McCarthy the next Majority Leader?

Rebecca Neipp

News Review Staff Writer

The shifting political landscape that resulted from Virginia Republican Eric Cantor’s shocking loss in the primary election has left Kern County’s own Kevin McCarthy — currently serving as the Republican Whip — as the favorite to replace Cantor as majority leader in the House of Repre-sentatives.

Cantor lost to Dave Brat, a political neophyte who had garnered the backing of Tea Party voters.

For his position in leadership, Cantor endorsed McCarthy to be his successor.

“If my dear friend and colleague Kevin McCarthy does decide to run, I think he’d make an outstanding majority leader,” Cantor told reporters. “I will be backing him with my full support.”

Shortly after Cantor’s loss, Texas Republican Pete Sessions — who also campaigned for the position of whip against McCarthy — made a public bid to be Cantor’s successor. Sessions is among the representatives pushing for a “more conservative” perspective.
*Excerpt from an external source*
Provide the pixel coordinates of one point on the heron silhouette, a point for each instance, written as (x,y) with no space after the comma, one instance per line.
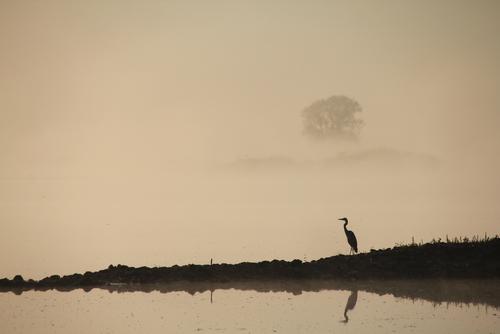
(351,238)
Sessions dropped out just two days later, leaving McCarthy as the lone declared candidate.

“After thoughtful consideration and discussion with my colleagues, I have made the decision to not continue my run for House Majority Leader,” Sessions said in a statement Thursday evening.

“It became obvious to me that the measures necessary to run a successful campaign would have created unnecessary and painful division within our party. At this critical time, we must remain unified as a Republican conference.”

In the absence of opposition, the June 19 vote for Cantor’s replacement is considered largely a formality.

Although the House Republi-cans handily regained the majority in 2010, the party has suffered its share of challenges — including a Tea Party faction that has been accused of being non conciliatory, and a leadership that has been criticized for its lack of transparency among the rank-and-file membership.

Since the party’s loss of confidence in Speaker John Boehner following the failed compromise that triggered sequestration, conservative commentators have identified McCarthy’s ability to build the bridges necessary to reach consensus as potentially the element that would lead to a successful reuniting of the party.

Cantor’s loss holds personal resonance for McCarthy, who brought his colleague to Kern County back in 2007. The pair has been connected since being featured along with Rep. Paul Ryan in the 2006 book “Young Guns,” which identified the trio as the rising stars in the Republican Party.